EVIDENCE FOR MULTI-STAGE DEFORMATION WITHIN PENNSYLVANIAN ROCKS IN THE DUNKARD BASIN, SOUTHWESTERN PENNSYLVANIA


RAK, Adam1, CAMPBELL, Patricia A.2 and ANDERSON, Thomas H.1, (1)Geology and Planetary Science, University of Pittsburgh, Pittsburgh, PA 15260, (2)Geography, Geology and the Environment, Slippery Rock University, Slippery Rock, PA 16057, adamrakgeo@gmail.com

Pennsylvanian clastic rocks and minor carbonate units, which comprise the lower Casselman Formation of the Conemaugh Group crop out along an 800 ft railroad cut with topographic relief of up to 100 ft in southwestern PA. Rocks at this outcrop record tilted beds, listric normal faults, a reactivated angular unconformity and small-scale asymmetric folds.
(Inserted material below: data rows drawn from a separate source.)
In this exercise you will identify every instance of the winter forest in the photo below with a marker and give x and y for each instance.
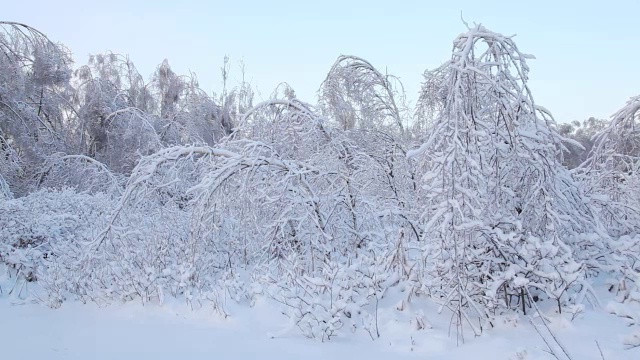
(473, 205)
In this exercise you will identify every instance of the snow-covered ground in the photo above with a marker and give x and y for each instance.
(170, 331)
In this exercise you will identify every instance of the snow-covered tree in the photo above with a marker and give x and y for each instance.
(500, 211)
(358, 96)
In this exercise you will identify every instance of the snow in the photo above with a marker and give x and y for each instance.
(132, 331)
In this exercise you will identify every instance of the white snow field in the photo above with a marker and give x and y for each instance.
(173, 330)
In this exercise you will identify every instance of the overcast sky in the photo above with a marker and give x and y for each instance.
(588, 52)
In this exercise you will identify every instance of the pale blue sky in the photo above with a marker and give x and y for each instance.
(588, 52)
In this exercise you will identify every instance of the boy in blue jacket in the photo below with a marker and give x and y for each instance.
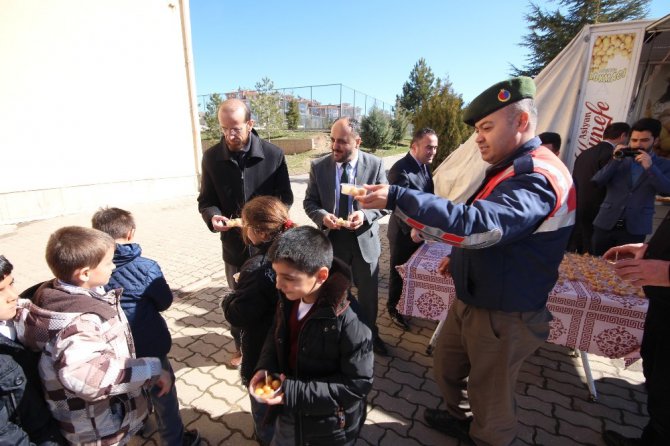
(145, 294)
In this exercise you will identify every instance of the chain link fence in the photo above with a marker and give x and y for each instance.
(318, 105)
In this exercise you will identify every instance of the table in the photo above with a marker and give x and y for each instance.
(584, 320)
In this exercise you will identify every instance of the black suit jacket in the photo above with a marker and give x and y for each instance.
(589, 195)
(225, 188)
(406, 172)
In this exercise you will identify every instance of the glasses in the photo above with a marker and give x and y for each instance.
(234, 130)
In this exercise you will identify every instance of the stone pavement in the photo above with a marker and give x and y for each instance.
(553, 403)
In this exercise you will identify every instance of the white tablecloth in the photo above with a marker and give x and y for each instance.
(596, 322)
These structures are not typical of the general flat-lying rocks that characterize this region of the Appalachian Plateau and suggest at least 3 episodes of deformation that record sliding and/or extension along detachment faults. The lowest exposed units, tilted 30 - 40° degrees to the south, comprise decimeter scale alternating shale and lithic-quartz arenite beds with a 1 meter thick massive limestone unit. Locally developed within the tilted blocks are small-scale, gentle to open asymmetric detachment folds that record southward transport. A prominent angular unconformity separates the tilted blocks from overlying, sub-horizontal, medium to thick-bedded cross-stratified quartz arenite. Listric normal faults that presumably underlie the tilted section do not cut the unconformity. Stratigraphically above the small-scale detachment folds and just below the unconformity is a zone of variable thickness comprised of disrupted siltstones containing siderite nodules and small stringers of coal. Locally, foliation and fragmentation of the coal suggest that the erosional surface was reactivated during detachment of overlying beds. In the sandstone above the unconformity, clastic dikes that cut discontinuous thin, tabular, coal beds and conjugate shear fractures record injection of fluid-rich sandstone and brittle deformation. The unconformity and overlying subhorizontal sandstone are cut by a late brittle listric normal fault that dips to the north and records about 1 meter of displacement. We suggest that these structures record transport and deformation of semi-lithified beds into the Appalachian Basin following uplift.